For May, The Pageturners met again at Fairfield Centre and saw all 10 members in attendance. The group had a very lively and thoughtful discussion on The Lincoln Highway by Amor Towles.
The Lincoln Highway written by Amor Towles
Reviewed by Norma Bandler

The Lincoln Highway by Amor Towles is a New York Times Best Seller. It has been called the Great American Road Novel that tails four boys — three 18-year-olds who met in a juvenile reformatory, plus a brainy 8-year-old — as they set out from Nebraska in June, 1954, in an old Studebaker in pursuit of a better future.
In The Lincoln Highway, the writer begins in June 1954 when 18-year-old Emmett Watson is driven home to Nebraska by the warden of a juvenile work farm where he has just served fifteen months for involuntary manslaughter. His mother long gone, his father recently deceased, and the family farm foreclosed upon by the bank, Emmett’s intention is to pick up his 8-year-old brother Billy and head to California where they can start their lives anew.

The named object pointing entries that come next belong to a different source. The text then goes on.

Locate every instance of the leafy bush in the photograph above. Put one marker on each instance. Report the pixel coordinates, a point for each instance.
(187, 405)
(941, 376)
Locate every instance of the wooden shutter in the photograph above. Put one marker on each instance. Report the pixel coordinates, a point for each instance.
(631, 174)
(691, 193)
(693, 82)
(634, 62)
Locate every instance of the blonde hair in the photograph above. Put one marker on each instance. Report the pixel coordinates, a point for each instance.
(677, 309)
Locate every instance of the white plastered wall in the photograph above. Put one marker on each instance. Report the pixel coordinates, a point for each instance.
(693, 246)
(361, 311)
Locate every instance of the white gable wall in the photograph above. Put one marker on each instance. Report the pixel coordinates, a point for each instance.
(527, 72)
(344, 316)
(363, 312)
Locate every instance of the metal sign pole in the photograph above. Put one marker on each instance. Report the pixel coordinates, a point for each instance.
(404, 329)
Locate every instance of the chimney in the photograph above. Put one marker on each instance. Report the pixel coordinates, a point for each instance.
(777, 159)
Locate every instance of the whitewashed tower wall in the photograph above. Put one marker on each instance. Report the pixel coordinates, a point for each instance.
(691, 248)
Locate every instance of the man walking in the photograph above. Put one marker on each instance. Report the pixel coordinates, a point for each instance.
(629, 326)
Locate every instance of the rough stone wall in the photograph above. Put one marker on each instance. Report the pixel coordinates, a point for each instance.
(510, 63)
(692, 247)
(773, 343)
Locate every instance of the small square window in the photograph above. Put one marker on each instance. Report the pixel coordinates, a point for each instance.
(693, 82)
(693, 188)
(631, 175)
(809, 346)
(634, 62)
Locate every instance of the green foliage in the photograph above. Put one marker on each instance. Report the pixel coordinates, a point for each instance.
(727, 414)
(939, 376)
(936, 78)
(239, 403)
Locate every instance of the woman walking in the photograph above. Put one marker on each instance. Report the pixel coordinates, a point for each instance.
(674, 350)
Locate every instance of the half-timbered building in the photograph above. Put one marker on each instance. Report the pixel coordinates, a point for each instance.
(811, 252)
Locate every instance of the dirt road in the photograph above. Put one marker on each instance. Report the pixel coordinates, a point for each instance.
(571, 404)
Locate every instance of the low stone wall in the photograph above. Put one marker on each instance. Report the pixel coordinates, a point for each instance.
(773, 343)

Billy has received postcards over the years from his mother, and believes she can be found in the west. But when the warden drives away, Emmett discovers that two friends from the work farm have hidden themselves in the trunk of the warden’s car, only to escape onto the farm without being detected. They have hatched an altogether different plan for Emmett’s future, one that will take them all on a fateful journey in the opposite direction – to the city of New York.
Spanning just ten days and told from multiple points of view, Towles’s third novel will satisfy fans of his multi-layered literary styling while providing them an array of new and richly imagined settings, characters and themes.
Amor Towles also wrote A Gentleman in Moscow as well as Rules of Civility which many of us have likely read.